One way is to unite them with list comprehension, like this:

strList = [str1, str2, ..., strM]
subList = ['sub1', ..., 'subN']
if any(sub in str for sub in subList for str in strList):

Is there anything better, like a library function perhaps, to absorb one of the dimensions?

Thank you very much.

3
  • If the substrings are short enough (and not too many), you could compose them into a regular expression: sub1|sub2|sub3|...|subN Commented Jun 21, 2013 at 12:14
  • Depending on the number and size of strings, it might be faster to concatenate all str[1..n]s into one large string and then check for substring matches once, using regex or any(... in ...). Commented Jun 21, 2013 at 12:30
  • @TimPietzcker that's an interesting thought. But the advantage for my specific case is that substrings are static, while strings are dynamic, so I can precompute the substring RE once and use it all over the place.
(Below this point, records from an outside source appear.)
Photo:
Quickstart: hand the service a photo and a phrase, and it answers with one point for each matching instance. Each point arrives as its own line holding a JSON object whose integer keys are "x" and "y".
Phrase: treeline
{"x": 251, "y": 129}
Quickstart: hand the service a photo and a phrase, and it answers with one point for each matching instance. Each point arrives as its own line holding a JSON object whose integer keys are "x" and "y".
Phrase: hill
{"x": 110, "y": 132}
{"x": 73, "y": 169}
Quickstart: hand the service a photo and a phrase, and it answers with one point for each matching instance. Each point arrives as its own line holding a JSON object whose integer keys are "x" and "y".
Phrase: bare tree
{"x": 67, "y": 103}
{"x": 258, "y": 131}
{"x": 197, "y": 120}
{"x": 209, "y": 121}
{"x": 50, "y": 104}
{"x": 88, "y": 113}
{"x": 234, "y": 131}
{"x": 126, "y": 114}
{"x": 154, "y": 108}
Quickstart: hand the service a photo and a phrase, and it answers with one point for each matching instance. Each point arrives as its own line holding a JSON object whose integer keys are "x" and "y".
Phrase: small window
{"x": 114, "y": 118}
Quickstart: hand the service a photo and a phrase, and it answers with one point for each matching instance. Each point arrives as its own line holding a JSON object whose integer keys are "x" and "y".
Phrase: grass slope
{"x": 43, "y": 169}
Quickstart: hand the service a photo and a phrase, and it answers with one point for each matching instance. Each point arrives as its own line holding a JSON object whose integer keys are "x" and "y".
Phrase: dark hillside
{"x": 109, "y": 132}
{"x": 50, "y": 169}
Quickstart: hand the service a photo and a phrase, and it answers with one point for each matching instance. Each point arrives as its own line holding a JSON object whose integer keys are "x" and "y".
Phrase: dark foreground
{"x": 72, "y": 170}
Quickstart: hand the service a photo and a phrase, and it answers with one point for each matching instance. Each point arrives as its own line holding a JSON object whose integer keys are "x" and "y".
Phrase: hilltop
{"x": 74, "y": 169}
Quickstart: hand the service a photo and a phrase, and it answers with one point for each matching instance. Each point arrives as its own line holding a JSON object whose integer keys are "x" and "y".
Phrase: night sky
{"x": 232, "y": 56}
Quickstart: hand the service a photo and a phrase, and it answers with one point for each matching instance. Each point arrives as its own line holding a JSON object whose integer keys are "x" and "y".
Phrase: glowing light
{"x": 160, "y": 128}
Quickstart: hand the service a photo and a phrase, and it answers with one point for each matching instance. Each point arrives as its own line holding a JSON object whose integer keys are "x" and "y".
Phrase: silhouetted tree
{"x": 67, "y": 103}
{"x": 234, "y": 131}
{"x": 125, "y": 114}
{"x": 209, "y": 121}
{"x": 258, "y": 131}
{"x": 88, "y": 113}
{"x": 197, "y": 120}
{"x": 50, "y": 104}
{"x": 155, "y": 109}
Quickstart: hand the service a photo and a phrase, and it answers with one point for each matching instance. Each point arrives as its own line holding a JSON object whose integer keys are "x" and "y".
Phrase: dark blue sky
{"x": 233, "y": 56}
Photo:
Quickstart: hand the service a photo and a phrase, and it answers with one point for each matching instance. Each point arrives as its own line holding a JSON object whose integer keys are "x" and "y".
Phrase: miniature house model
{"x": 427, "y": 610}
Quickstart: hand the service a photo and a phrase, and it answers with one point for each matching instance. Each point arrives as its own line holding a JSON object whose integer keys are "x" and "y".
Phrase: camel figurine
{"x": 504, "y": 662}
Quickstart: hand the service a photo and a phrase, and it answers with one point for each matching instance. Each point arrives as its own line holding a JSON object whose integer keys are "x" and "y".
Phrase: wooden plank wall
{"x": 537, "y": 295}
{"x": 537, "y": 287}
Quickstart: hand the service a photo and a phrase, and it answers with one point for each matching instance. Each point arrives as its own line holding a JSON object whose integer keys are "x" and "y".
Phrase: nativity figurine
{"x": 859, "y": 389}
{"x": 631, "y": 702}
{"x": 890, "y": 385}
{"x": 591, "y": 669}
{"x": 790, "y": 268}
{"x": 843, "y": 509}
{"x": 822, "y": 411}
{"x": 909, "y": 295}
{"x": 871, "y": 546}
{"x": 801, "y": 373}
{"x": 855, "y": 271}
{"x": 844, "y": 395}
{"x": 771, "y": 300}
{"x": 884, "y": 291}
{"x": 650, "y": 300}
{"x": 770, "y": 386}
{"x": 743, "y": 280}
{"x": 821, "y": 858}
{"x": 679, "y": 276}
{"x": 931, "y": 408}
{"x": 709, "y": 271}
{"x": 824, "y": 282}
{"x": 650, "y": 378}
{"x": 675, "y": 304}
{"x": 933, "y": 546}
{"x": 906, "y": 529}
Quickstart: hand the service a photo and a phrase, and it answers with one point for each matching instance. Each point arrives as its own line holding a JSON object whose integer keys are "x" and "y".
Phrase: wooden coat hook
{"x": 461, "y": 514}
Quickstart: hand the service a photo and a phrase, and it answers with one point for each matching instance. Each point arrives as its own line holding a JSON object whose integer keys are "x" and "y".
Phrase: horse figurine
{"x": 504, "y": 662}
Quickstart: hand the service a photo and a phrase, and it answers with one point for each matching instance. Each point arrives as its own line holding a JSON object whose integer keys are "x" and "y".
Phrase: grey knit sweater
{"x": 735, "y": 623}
But this is still quite original, thank you very much. Commented Jun 21, 2013 at 12:38

2 Answers 2

5

You could compile the substrings into a regular expression, and use that to search each string. If you don't have so many substrings that the RE exceeds internal limits, this is probably the most efficient way.

pattern = "|".join(re.escape(s) for s in subList)
crexp = re.compile(pattern)
if any(crexp.search(s) for s in strList):
    ...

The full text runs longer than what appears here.